Recent Posts



80/20 Data Science

Hi Data Friends,

As someone who has worked in the analytics field a long time it frustrates me that there are unrealistic expectations placed on new data scientists. Many people find it hard to get that first start because simply the expectations of the job are crazy!

To put it in perspective as a guy with 10+ years in the field, I probably wouldn’t meet the expectations of half the grad jobs I see – and I have some serious game!

So, let's get real here with credentials for new data scientists. By “getting real” I mean what is important right now in data science, or what is the everyday bread and butter data science now? Deep Learning will come, but it isn’t here yet. So, let’s just think about the 80/20 rule.

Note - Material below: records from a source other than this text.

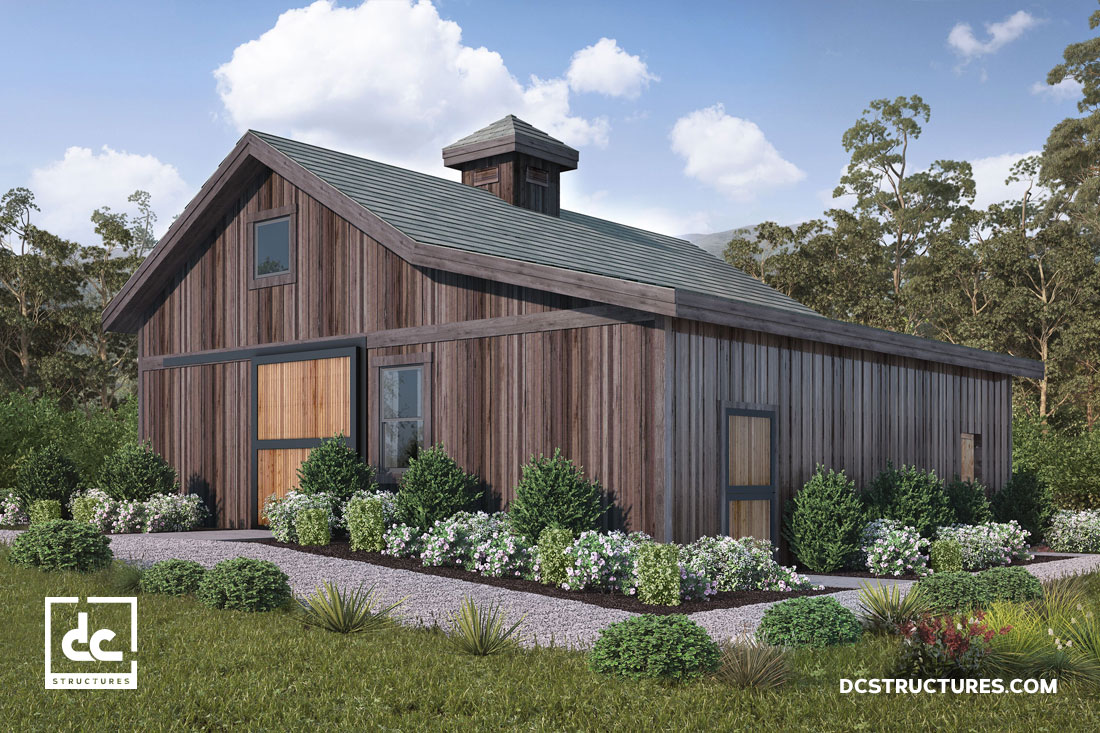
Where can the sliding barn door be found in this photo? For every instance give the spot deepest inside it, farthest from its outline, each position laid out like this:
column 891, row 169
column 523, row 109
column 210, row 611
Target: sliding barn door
column 298, row 401
column 749, row 506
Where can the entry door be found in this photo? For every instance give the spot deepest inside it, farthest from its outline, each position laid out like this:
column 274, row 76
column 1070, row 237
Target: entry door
column 749, row 505
column 297, row 401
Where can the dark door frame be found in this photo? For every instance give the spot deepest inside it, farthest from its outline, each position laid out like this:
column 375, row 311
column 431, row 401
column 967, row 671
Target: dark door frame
column 353, row 440
column 728, row 493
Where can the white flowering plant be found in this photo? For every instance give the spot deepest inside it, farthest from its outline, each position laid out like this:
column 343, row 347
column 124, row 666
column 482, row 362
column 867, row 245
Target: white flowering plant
column 745, row 564
column 1075, row 532
column 11, row 510
column 989, row 544
column 283, row 513
column 893, row 549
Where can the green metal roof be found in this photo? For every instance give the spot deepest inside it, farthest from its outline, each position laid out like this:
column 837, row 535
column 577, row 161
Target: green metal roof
column 433, row 210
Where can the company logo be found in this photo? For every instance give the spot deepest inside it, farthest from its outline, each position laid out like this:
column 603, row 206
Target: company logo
column 98, row 651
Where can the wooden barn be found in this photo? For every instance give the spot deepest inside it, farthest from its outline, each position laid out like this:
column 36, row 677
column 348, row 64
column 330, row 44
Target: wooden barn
column 306, row 293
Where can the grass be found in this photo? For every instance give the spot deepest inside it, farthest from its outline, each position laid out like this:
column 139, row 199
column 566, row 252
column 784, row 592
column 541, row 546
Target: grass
column 215, row 670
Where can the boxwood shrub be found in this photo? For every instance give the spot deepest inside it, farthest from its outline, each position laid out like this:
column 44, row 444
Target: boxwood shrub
column 649, row 646
column 945, row 556
column 553, row 542
column 46, row 473
column 433, row 488
column 312, row 526
column 62, row 545
column 135, row 472
column 658, row 571
column 814, row 621
column 1014, row 584
column 45, row 510
column 173, row 578
column 244, row 583
column 553, row 492
column 825, row 522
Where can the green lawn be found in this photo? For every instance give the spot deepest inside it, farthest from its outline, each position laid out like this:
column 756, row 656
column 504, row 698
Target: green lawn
column 201, row 669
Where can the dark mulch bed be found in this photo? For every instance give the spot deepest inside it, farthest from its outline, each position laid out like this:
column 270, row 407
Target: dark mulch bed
column 864, row 573
column 728, row 600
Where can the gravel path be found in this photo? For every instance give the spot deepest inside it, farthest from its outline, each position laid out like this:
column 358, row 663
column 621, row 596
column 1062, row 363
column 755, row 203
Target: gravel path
column 430, row 599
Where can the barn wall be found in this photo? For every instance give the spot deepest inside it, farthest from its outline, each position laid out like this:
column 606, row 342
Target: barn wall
column 347, row 283
column 845, row 408
column 596, row 393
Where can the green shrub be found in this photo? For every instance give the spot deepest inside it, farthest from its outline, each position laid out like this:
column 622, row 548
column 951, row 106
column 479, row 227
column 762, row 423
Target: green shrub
column 46, row 473
column 1013, row 584
column 173, row 578
column 658, row 571
column 825, row 522
column 243, row 583
column 366, row 524
column 433, row 488
column 135, row 472
column 312, row 526
column 813, row 621
column 552, row 560
column 968, row 502
column 953, row 592
column 650, row 646
column 945, row 556
column 337, row 469
column 914, row 498
column 62, row 545
column 45, row 510
column 1026, row 500
column 554, row 493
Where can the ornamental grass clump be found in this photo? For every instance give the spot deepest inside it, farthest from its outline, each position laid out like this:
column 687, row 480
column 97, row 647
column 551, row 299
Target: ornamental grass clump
column 816, row 621
column 173, row 578
column 1069, row 532
column 990, row 544
column 312, row 527
column 670, row 647
column 897, row 550
column 244, row 583
column 345, row 611
column 825, row 522
column 45, row 510
column 554, row 493
column 483, row 630
column 62, row 545
column 435, row 488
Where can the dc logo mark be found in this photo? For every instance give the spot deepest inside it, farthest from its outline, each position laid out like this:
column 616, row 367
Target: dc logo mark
column 92, row 647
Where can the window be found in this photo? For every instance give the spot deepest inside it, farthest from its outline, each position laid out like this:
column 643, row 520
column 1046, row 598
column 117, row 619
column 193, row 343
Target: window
column 272, row 247
column 400, row 398
column 402, row 415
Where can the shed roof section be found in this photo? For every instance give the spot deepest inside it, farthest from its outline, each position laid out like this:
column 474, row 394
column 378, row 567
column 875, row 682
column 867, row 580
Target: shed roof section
column 433, row 210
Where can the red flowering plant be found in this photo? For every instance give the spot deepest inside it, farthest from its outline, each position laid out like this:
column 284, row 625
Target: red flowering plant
column 945, row 647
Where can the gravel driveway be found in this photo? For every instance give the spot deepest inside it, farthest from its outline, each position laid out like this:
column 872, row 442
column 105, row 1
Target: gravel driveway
column 430, row 599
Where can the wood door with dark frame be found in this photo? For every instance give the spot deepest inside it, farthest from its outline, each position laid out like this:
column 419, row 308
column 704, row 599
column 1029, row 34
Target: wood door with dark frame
column 749, row 491
column 298, row 400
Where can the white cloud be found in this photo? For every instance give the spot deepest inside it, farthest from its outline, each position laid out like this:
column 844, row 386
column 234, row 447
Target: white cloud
column 989, row 175
column 963, row 40
column 388, row 79
column 69, row 189
column 1068, row 88
column 605, row 68
column 729, row 154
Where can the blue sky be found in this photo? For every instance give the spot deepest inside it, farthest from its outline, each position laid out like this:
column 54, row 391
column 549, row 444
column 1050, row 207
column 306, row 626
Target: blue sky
column 102, row 98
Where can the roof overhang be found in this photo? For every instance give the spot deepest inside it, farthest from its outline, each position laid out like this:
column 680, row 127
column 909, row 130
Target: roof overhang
column 251, row 155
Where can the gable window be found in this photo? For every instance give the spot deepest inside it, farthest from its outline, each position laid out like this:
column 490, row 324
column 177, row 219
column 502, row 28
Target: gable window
column 403, row 405
column 272, row 243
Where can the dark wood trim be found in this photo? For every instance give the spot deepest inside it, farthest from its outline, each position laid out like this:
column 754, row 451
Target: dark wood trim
column 464, row 329
column 289, row 212
column 424, row 359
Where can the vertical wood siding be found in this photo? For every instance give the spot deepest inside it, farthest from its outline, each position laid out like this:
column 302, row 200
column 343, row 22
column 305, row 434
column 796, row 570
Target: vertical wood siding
column 844, row 408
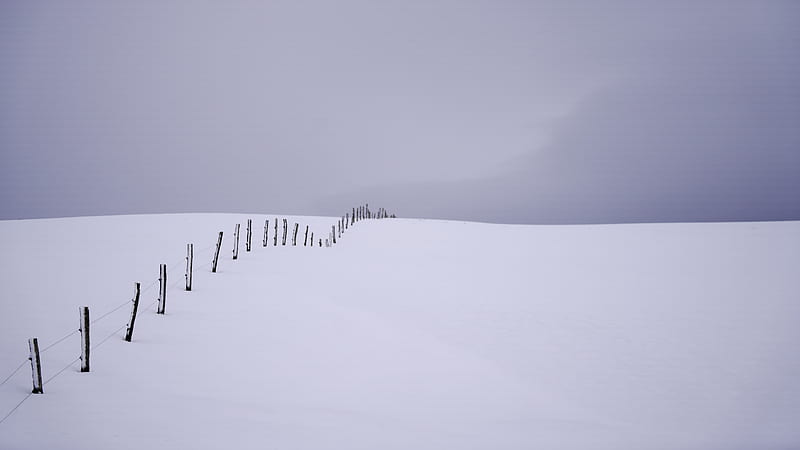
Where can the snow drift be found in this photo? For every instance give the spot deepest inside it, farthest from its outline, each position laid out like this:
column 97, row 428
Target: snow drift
column 408, row 334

  • What are the 20% of skills that are going to get you the 80% of jobs?

  • What are the 80% of companies that would need these skills?

I know there are some amazing places that are doing computer vision and self-driving cars etc (20% or less), but to me the 80% of companies need this:

1. You know a bit about command line:

Something like this should be fine to get you started:

The Learn Enough Society – Learn Enough Command Line to be Dangerous

2. You know a bit about Git

Check this course out from Coursera, it should be good!

Coursera – Version Control with Git

3. You know a bit about SQL, because even in 2018 most of the data you will see is in a database and you'll access it via SQL:

Coursera - SQL for Data Science:

4. You can read data into R or Python

a) Reading data into R:

Datacamp – R Data Import Tutorial

b) Reading data into Python:

Linear Data Blog – How do you import data into Python?

5. You know how to manipulate data in either R or Python

a) Manipulate data in R:

Coursera - Getting and Cleaning Data:

b) Manipulate data in python:

Coursera – Introduction to Python for Data Analysis – Data Analysis with Python and Pandas

6. You can do some plotting in R or Python

a) Plotting in R:

Coursera – Exploratory Data Analysis

b) Plotting in Python:

Coursera – Applied Plotting, Charting & Data Representation in Python

7. You can fit basic models like GLMs in R or Python.

a) Modelling in R:

Coursera – Regression Models

b) Modelling in Python:

Coursera – Regression Modeling in Practice:

8. You can document your modelling results ideally using reproducible research ideas in either R or Python

a) Reproducible Research in R:

Coursera – Reproducible Research

b) Reproducible research in Python:

Data Carpentry – Reproducible Research using Jupyter Notebooks

9. You can talk about and present results (hard to link resources here). Most of this is practice but here are a few things that could help:

Coursera - Effective Business Presentations with Powerpoint

Kaggle – Communicating Data Science: A Guide to Presenting Your Work

That's it!

We need to get real with our aspiring data scientists. This is a fair bit to learn and master, if you do so it will really place you in the upper end of analysts out there.

It kind of seems like the basics, but there is still a lot to it as you can see.